After 2020, the demand for greater stability led to the rise of USDt and USDC, which are backed by “supposedly highly liquid financial instruments.” Unlike the earlier system, these stablecoins are pegged to the U.S. dollar and backed by reserves like cash or short-term U.S. Treasuries.
The issue, he argues, lies in trust: “Unless you trust the companies’ and their auditors’ disclosures, there is no way to verify if these are actually safe instruments.”

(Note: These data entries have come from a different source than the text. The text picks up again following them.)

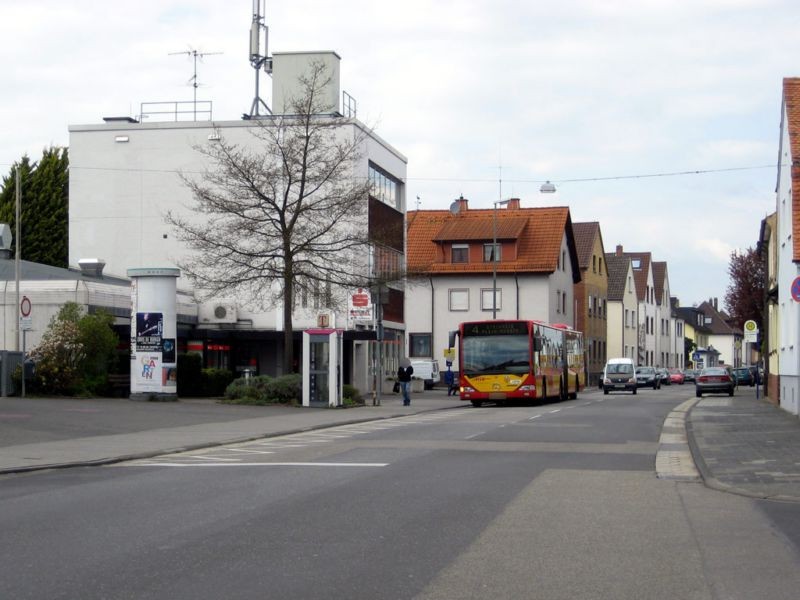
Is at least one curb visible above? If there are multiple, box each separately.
[0,406,460,475]
[686,399,800,504]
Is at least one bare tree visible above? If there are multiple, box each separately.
[166,63,368,373]
[725,247,766,329]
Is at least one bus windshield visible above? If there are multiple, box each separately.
[461,335,531,375]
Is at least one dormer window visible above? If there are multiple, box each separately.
[450,244,469,264]
[482,244,503,262]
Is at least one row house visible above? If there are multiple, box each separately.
[758,212,780,403]
[674,299,719,369]
[616,245,661,366]
[762,77,800,415]
[605,254,639,361]
[572,221,610,385]
[697,298,744,368]
[405,197,581,360]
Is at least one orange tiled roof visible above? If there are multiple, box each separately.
[406,206,580,280]
[783,77,800,261]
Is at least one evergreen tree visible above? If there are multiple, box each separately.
[0,148,69,267]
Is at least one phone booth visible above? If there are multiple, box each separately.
[303,329,342,407]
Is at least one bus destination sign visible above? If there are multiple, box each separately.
[464,321,528,337]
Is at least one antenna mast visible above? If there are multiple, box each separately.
[244,0,272,119]
[169,48,222,121]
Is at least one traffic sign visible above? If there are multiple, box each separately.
[19,296,31,317]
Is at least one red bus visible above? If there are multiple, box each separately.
[450,321,586,406]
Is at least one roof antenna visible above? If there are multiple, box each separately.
[247,0,272,119]
[169,47,222,121]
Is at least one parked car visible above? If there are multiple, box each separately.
[600,358,637,394]
[694,367,736,398]
[669,369,686,385]
[733,367,756,387]
[636,367,661,390]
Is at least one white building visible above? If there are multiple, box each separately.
[776,78,800,415]
[69,52,407,392]
[606,254,639,362]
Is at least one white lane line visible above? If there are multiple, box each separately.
[119,462,389,467]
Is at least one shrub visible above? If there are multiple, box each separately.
[223,374,303,405]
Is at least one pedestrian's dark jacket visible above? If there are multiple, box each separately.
[397,365,414,381]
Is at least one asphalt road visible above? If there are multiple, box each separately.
[0,386,800,600]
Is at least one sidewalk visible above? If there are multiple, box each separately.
[686,387,800,502]
[0,389,465,474]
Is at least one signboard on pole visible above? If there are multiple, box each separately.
[744,320,758,344]
[347,288,374,329]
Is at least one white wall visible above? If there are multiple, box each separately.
[69,121,406,329]
[776,101,800,415]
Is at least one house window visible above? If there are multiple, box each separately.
[481,288,503,310]
[483,244,503,262]
[449,289,469,311]
[483,244,503,262]
[408,333,433,357]
[451,244,469,263]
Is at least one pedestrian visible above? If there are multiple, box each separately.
[397,363,414,406]
[444,367,456,396]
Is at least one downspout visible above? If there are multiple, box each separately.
[428,276,436,359]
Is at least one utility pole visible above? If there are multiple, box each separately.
[14,169,20,352]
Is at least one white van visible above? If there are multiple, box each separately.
[411,358,441,390]
[603,358,636,394]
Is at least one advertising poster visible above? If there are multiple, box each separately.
[136,313,164,352]
[134,352,163,392]
[161,338,175,365]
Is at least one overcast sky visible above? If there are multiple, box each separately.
[0,0,800,305]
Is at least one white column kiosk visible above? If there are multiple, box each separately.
[128,268,181,401]
[303,329,342,407]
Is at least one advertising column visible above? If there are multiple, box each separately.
[128,268,180,400]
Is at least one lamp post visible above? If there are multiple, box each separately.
[492,200,510,319]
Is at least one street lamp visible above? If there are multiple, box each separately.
[492,199,511,319]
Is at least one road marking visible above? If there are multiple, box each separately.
[121,462,389,467]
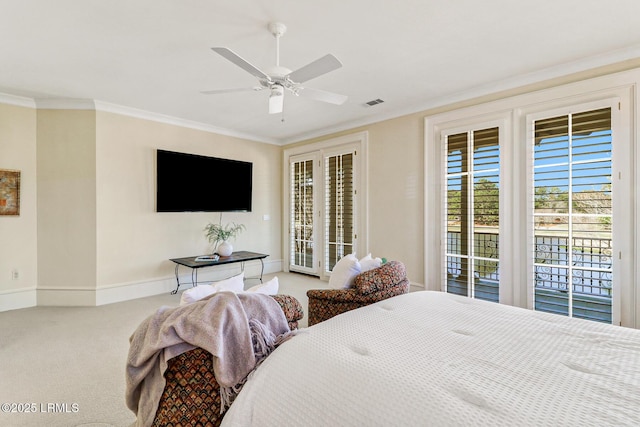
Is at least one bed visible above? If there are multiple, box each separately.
[222,291,640,427]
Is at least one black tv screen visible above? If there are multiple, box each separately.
[156,150,253,212]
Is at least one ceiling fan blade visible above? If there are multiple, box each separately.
[200,86,262,95]
[298,87,349,105]
[288,54,342,83]
[211,47,271,80]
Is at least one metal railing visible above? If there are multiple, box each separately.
[447,231,613,323]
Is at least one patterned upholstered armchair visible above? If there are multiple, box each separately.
[152,295,304,427]
[307,261,409,326]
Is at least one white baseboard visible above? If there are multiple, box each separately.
[0,288,38,312]
[0,260,282,312]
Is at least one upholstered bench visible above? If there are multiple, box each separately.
[152,295,304,427]
[307,261,409,326]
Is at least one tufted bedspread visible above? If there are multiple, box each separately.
[222,291,640,427]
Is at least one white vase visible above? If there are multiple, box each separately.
[217,240,233,256]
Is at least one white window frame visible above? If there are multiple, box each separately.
[284,153,322,275]
[424,75,640,328]
[524,97,631,325]
[438,116,513,304]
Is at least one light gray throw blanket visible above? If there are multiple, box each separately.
[126,292,289,426]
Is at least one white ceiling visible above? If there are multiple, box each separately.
[0,0,640,144]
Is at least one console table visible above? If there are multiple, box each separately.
[170,251,269,294]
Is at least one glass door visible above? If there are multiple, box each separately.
[289,156,318,274]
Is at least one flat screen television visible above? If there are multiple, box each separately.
[156,150,253,212]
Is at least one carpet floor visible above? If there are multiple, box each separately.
[0,272,327,427]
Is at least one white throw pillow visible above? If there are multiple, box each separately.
[329,254,361,289]
[360,254,382,273]
[247,277,280,295]
[180,271,244,305]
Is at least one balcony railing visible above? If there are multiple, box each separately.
[447,232,612,323]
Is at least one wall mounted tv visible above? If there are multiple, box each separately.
[156,150,253,212]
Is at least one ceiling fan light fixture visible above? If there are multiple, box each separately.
[269,85,284,114]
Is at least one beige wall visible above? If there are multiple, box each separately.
[0,104,38,311]
[37,110,96,304]
[284,113,424,286]
[96,112,282,294]
[0,104,282,311]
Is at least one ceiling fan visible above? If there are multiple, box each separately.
[202,22,347,114]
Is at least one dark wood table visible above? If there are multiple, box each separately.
[170,251,269,294]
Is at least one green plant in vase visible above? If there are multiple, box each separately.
[204,221,246,256]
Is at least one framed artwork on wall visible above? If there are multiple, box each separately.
[0,169,20,215]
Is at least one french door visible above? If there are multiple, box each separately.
[289,146,357,277]
[531,107,615,323]
[443,127,501,302]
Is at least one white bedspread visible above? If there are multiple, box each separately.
[223,292,640,427]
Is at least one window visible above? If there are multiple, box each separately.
[289,158,315,271]
[532,108,613,323]
[283,132,367,279]
[444,127,500,302]
[324,152,356,272]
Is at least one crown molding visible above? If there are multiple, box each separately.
[95,101,280,145]
[0,93,36,108]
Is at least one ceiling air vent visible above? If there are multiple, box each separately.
[365,98,384,107]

He points out that before MiCA, stablecoin issuers could diversify into riskier assets. He also critiques newer stablecoin models, stating, “Newer approaches to stablecoins, like USDe, have simply too many dependencies on things that could go wrong.”
Dionysopoulos doubts that stablecoins can rival CBDCs as a decentralized alternative to digitizing national currencies. “No, because popular stablecoins are, in fact, very centralized,” he says. He adds that retail CBDCs would likely rely on existing financial institutions, making them “no more privacy-invasive than your existing relationship with your bank, PayPal, or e-money app of choice.”
Stablecoins, however, “are not well integrated into this regulatory framework”. Dionysopoulos does not believe they offer better privacy protection than commercial banks. He adds that decentralized stablecoins face numerous technical and adoption challenges that limit their viability.
Trump’s administration explicitly prohibits the creation or use of CBDCs, citing threats to freedom and financial stability. How might this stance affect the global trajectory of CBDC development?
Dionysopoulos notes that retail CBDC momentum has slowed in developed markets, where digital payments are already widespread. However, wholesale CBDCs remain a priority, especially as an alternative to the U.S.-controlled financial system.
He argues that geopolitical concerns are a major factor: “Following the sanctions, asset freezes, and SWIFT cut-offs imposed on Russia after its invasion of Ukraine, governments worldwide, especially those outside the so-called ‘Western sphere of influence,’ have realized what it means to operate under a U.S.-dominated financial system: They can literally be cut off at the press of a button.”
He suggests that Trump’s trade and tax policies could accelerate cross-border CBDC initiatives, particularly among countries that view the U.S. as an economic adversary. He also references recent statements from European Central Bank officials who share these concerns.
Trump’s order proposes the creation of a ‘national digital asset stockpile’ potentially sourced from lawfully seized cryptocurrencies. Dionysopoulos acknowledges the growing enthusiasm for the idea of national cryptocurrency reserves but warns against the implications.
He states, “What hides beneath calls for Trump to not sell seized crypto is widespread enthusiasm for the idea of the U.S. and other major nation-states creating so-called ‘strategic cryptocurrency reserves,’” Dionysopoulos said.
While proponents argue that such reserves could boost economic security, he is skeptical: “I am personally wary of any large entity, let alone the world’s biggest superpower, amassing vast reserves of cryptocurrency, given the economic leverage this would afford them and the potential attack vectors it opens against crypto.”
He urges the crypto community to focus on decentralization, privacy, and neutrality rather than price speculation.”The response to these calls, as a crypto community, should be to double down on developing techniques for maximal decentralization, privacy, and credible neutrality in the most scalable way and disregard everything else, price chief among them, as a distraction”, he concludes.
As debates around stablecoins, CBDCs, and crypto regulations continue, experts like Dionysopoulos play a key role in shaping the discourse, ensuring that the conversation is grounded in financial reality rather than political rhetoric.